# How is it possible to have Fermi energy in the middle of bandgap for semiconductors?

Actually, I'm still a beginner for Fermi energy and its related band theory. Typically in an intrinsic semiconductor the Fermi energy or the highest occupied energy level of electrons at $0\, \mathrm K$ is placed at the middle of the band gap. How is this possible if the band gap doesn't hold any allowed energy state?

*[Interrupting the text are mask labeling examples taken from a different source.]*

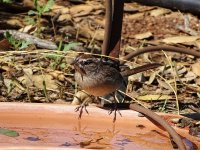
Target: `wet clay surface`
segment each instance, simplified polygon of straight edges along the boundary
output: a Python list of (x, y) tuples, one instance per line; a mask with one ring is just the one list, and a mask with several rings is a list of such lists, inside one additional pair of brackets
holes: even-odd
[[(75, 107), (2, 103), (0, 127), (19, 136), (0, 135), (0, 148), (172, 149), (168, 134), (146, 118), (137, 117), (136, 112), (122, 110), (122, 117), (118, 115), (113, 124), (113, 115), (96, 107), (88, 107), (89, 115), (84, 113), (78, 120)], [(200, 140), (190, 136), (188, 130), (175, 129), (187, 137), (184, 141), (188, 148), (200, 148)]]

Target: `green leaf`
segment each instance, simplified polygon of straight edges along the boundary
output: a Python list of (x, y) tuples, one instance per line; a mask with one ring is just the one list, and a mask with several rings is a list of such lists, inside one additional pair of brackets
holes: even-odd
[(43, 7), (42, 13), (48, 12), (54, 4), (54, 0), (48, 0), (47, 4)]
[(0, 134), (10, 136), (10, 137), (17, 137), (19, 136), (19, 133), (14, 130), (9, 130), (5, 128), (0, 128)]
[(0, 2), (10, 4), (10, 3), (13, 3), (13, 0), (0, 0)]

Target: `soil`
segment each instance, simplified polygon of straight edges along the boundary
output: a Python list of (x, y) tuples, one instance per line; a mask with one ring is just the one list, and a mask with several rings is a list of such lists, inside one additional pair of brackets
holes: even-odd
[[(1, 29), (26, 30), (57, 45), (63, 41), (63, 44), (71, 46), (73, 51), (58, 53), (57, 50), (41, 49), (32, 44), (20, 49), (8, 44), (1, 36), (0, 101), (67, 104), (74, 102), (77, 86), (70, 62), (76, 56), (74, 52), (77, 50), (100, 52), (104, 30), (104, 1), (56, 0), (50, 11), (42, 15), (39, 26), (35, 23), (30, 24), (31, 19), (36, 23), (38, 21), (35, 15), (27, 14), (28, 10), (34, 10), (31, 2), (29, 5), (24, 5), (24, 7), (29, 6), (28, 10), (7, 9), (12, 8), (11, 6), (13, 7), (12, 4), (2, 6), (0, 9)], [(178, 28), (180, 26), (183, 30)], [(174, 40), (167, 44), (197, 49), (200, 44), (199, 38), (195, 37), (199, 36), (199, 26), (198, 16), (190, 13), (143, 6), (134, 2), (125, 3), (121, 56), (137, 48), (166, 44), (164, 39), (175, 36), (180, 41)], [(194, 39), (187, 42), (185, 36)], [(76, 47), (73, 47), (73, 44)], [(140, 100), (142, 105), (156, 111), (177, 113), (176, 101), (179, 100), (181, 113), (199, 112), (199, 59), (174, 53), (167, 53), (167, 56), (163, 52), (156, 52), (139, 56), (128, 63), (130, 68), (149, 62), (165, 63), (165, 67), (131, 76), (127, 93)], [(160, 98), (161, 96), (164, 98)]]

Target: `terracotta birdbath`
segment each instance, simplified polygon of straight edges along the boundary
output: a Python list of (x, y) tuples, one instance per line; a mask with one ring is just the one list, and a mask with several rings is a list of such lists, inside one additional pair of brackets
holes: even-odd
[[(170, 150), (167, 132), (131, 110), (122, 117), (88, 107), (81, 120), (76, 106), (63, 104), (1, 103), (0, 149), (126, 149)], [(170, 120), (179, 116), (160, 114)], [(188, 149), (200, 149), (200, 139), (174, 127)], [(2, 133), (1, 131), (8, 132)]]

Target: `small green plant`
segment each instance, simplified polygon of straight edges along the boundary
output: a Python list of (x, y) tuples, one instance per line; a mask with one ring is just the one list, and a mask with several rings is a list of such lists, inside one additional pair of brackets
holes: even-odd
[(27, 48), (28, 45), (32, 44), (31, 41), (17, 40), (9, 32), (4, 33), (5, 38), (13, 46), (14, 49), (21, 50)]
[(197, 97), (198, 97), (198, 99), (199, 99), (199, 101), (200, 101), (200, 93), (197, 93)]
[(67, 53), (67, 51), (69, 51), (71, 48), (77, 46), (79, 43), (78, 42), (71, 42), (69, 44), (62, 44), (62, 42), (60, 42), (59, 44), (59, 48), (58, 51), (63, 51), (64, 53), (62, 53), (62, 55), (58, 55), (58, 54), (50, 54), (48, 55), (48, 58), (53, 59), (54, 61), (51, 63), (51, 67), (53, 69), (65, 69), (66, 68), (66, 63), (63, 62), (63, 59), (65, 58), (65, 54)]
[(8, 3), (11, 4), (13, 0), (0, 0), (1, 3)]
[[(29, 17), (25, 18), (25, 22), (28, 24), (36, 24), (38, 28), (38, 33), (41, 32), (41, 16), (50, 10), (50, 8), (53, 6), (54, 0), (48, 0), (48, 2), (45, 5), (39, 5), (38, 0), (34, 0), (34, 6), (36, 10), (30, 10), (28, 12)], [(36, 23), (34, 19), (31, 19), (31, 15), (36, 15)]]

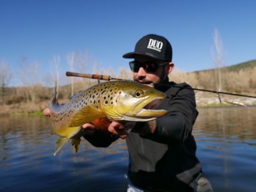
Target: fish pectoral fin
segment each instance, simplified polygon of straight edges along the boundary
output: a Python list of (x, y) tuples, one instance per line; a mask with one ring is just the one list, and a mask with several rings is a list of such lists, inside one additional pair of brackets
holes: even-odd
[(55, 149), (55, 151), (54, 153), (54, 155), (55, 155), (62, 148), (62, 147), (68, 141), (69, 138), (67, 137), (61, 137), (58, 139), (56, 141), (56, 147)]
[(80, 147), (80, 141), (81, 139), (80, 138), (73, 138), (71, 140), (71, 144), (72, 146), (73, 146), (75, 149), (75, 152), (77, 153), (79, 150), (79, 148)]
[(95, 110), (91, 107), (85, 106), (76, 113), (68, 124), (68, 127), (80, 126), (105, 116), (103, 113)]

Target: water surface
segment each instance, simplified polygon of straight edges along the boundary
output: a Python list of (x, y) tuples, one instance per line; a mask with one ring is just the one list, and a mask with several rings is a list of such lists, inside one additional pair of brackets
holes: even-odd
[[(193, 135), (197, 156), (215, 191), (254, 191), (256, 107), (200, 108)], [(125, 191), (125, 141), (107, 148), (85, 139), (76, 154), (70, 143), (53, 155), (44, 117), (0, 118), (0, 191)]]

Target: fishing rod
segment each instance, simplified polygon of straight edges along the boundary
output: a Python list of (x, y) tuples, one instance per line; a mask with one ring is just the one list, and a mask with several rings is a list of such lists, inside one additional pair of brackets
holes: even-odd
[[(133, 81), (132, 80), (128, 80), (127, 79), (115, 78), (111, 77), (109, 75), (97, 75), (97, 74), (84, 74), (84, 73), (81, 73), (70, 72), (66, 72), (66, 75), (67, 76), (70, 76), (80, 77), (84, 77), (84, 78), (90, 78), (90, 79), (98, 79), (98, 81), (100, 81), (100, 80), (104, 80), (104, 81), (120, 80), (120, 81)], [(134, 82), (136, 82), (135, 81)], [(251, 98), (256, 99), (256, 96), (252, 96), (252, 95), (244, 95), (242, 94), (237, 94), (237, 93), (233, 93), (231, 92), (218, 91), (217, 91), (209, 90), (203, 89), (194, 88), (192, 88), (192, 87), (180, 87), (178, 85), (171, 85), (161, 84), (161, 83), (155, 84), (153, 83), (151, 83), (150, 84), (152, 85), (159, 85), (161, 86), (176, 87), (176, 88), (179, 88), (187, 89), (190, 89), (192, 90), (196, 90), (196, 91), (201, 91), (210, 92), (214, 93), (217, 93), (218, 97), (218, 99), (220, 102), (221, 102), (221, 99), (220, 98), (220, 97), (219, 96), (219, 94), (226, 94), (226, 95), (234, 95), (234, 96), (236, 96), (245, 97), (248, 97), (248, 98)], [(235, 101), (227, 101), (225, 100), (223, 100), (223, 101), (225, 102), (229, 103), (231, 104), (233, 104), (237, 105), (246, 106), (245, 104), (240, 102)]]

Consider a system with discrete energies, with $N$ occupied levels and at $0\, \mathrm K$. The Fermi-Dirac distribution is given by $$n=\frac{1}{\exp\left(\frac{E-E_F}{kT}\right)+1},$$ where $E_F$ is the Fermi energy. The occupation of the $N$th level is $1$ and from the above equation this gives $E_N<E_F$ when taking the limit $T\rightarrow 0$. On the other hand, the occupation of the $(N+1)$th level is $0$ which leads to $E_{N+1}>E_F$. Hence, $$E_N<E_F<E_{N+1}.$$ In particular, for insulators and semiconductors the Fermi level shall be in the gap between the valence band (whose last level is $E_N$) and the conduction band (whose first level is $E_{N+1}$). Note that only for continuum levels the Fermi energy is equivalent to the energy of the highest occupied level at zero temperature.